Towards a Quaker View of Sex

Freeman letter & Cornell Daily Sun article

Description:

Ruth Freeman, from Cornell United Religious Work, sent a brief letter with a copy of an article from the Cornell Daily Sun as well as a copy of a review in their Dialogue magazine (see below).

Source:

HSC Quaker Group on Homosexuality records, Friends House, London

Text

Mrs. Harrop Freeman
108 Needham Place,
Ithaca, New York
January 18, 1964

Dear Friends:

We thought that you might be interested in what the CURW (Cornell United Religious Work--the inter-faith organization at Cornell University) has done with "The Quaker View of Sex," and the comment from the daily paper published by the students. The Friends Meeting here has also have a discussion group which has considered the pamphlet.

We do a great deal of pre-marriage and marriage counseling ourselves and have found the pamphlet most helpful in encouraging young people (and older ones as well) to think out a code of moral and spiritual approach to the subject of sex.

Cordially,
Harrop & Ruth Freeman

Cornell Daily Sun 1/17/64

Dialogue
Toward a New Morality
by R.V. Denenberg

",,,In subscribing to a moral code, some of which is no longer accepts, society merits the charge of hypocrisy..."

With this assumption a group of British Friends set off "Toward a Quaker View of Sex," in the current Dialogue's featured article. The issue, as the Quakers discuss it, is far from the "explosive subject" that the magazine's editors proclaim it to be. It is, rather, an eminently thoughtful and disarmingly frank consideration of the ethical, religious and psychological weakness of what we have some to call "conventional morality."

The very currency of that term suggests that we are already way ahead of the Friends in assuming a detached a relativistic attitude toward an ossified sexual code, but underlying so much of the au courant criticism is a marked scorn for the religious bases of sexual mores. The significant of the Friend's essay is that is represents the search of profoundly religious men of new standards, standards which would embody Christian ideals, rather than hollow, lip-served precepts.

They express their attitude with words whose tone conveys the gentleness and compassion of the Quaker faith: "It is the awareness that the traditional code, in itself, does not come from the heart; for the great majority of men and women it has no roots in feeling or true conviction. We have been seeking a morality that will indeed have its roots in the depths of our being and in our awareness of the true needs of our fellows."

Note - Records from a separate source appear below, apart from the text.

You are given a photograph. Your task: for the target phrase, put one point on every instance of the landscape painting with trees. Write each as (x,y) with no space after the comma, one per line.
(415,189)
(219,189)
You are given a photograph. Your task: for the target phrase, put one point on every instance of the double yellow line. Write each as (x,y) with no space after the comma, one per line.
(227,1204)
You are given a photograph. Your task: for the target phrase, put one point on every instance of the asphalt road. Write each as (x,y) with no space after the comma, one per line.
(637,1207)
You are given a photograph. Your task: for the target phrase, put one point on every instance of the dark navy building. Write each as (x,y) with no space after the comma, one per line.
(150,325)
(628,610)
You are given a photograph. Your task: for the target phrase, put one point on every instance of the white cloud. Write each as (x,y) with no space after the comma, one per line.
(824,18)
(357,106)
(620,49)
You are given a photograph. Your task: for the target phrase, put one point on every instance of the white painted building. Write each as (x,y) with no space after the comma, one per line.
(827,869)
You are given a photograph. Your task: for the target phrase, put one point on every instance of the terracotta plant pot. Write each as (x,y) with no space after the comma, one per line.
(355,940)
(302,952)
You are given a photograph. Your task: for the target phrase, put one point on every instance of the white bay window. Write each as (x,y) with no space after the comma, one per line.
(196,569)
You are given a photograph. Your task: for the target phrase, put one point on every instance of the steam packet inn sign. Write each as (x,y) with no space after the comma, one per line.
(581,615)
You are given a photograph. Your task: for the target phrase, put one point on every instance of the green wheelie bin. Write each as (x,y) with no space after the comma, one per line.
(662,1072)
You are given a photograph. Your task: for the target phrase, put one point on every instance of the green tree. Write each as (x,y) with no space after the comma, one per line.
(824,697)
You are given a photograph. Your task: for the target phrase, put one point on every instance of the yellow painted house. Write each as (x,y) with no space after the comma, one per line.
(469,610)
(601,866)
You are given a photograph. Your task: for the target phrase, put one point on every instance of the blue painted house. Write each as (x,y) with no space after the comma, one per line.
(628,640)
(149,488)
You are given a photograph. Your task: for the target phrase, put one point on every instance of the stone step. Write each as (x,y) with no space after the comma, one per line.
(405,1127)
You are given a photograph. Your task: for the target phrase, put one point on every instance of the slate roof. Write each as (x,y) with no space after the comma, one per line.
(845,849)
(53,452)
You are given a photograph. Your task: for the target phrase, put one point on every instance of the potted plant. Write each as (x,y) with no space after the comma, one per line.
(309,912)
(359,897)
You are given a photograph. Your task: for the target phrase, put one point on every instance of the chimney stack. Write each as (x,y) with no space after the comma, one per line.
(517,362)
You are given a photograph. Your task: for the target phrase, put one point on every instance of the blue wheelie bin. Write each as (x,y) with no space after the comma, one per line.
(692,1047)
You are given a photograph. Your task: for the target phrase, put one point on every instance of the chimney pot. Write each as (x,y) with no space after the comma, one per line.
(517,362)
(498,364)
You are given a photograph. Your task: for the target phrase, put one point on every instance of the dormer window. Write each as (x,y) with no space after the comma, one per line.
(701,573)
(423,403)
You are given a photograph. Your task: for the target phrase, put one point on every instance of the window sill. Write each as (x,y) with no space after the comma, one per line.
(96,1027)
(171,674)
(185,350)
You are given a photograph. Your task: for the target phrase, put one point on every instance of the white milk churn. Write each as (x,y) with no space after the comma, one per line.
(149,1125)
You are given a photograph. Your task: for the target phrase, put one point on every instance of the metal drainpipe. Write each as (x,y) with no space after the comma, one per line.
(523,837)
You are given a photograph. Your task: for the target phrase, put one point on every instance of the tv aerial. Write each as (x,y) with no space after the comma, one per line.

They find society plagued by sexual difficulties for which "a distorted Christianity must bear some of the blame," and hence they are led to an empiricism which asks if homosexuality is really unnatural or pre-marital intercourse always sinful. In the process they develop a humane and undogmatic concept of sin which takes exploitation of one person by another as its criterion.

They founder, however, in attempting a universal morality to replace the conventional one. Trying to avoid advocating license, they stipulate that some "external morality" is necessary to govern sexual relationships, but after their stress upon individual needs, the insistance up an essentially social code to regulate private relationships which do not affect the community in any extend seems strangely out of keeping.

A reading of their essay, nevertheless, remains a moving and challenging experience.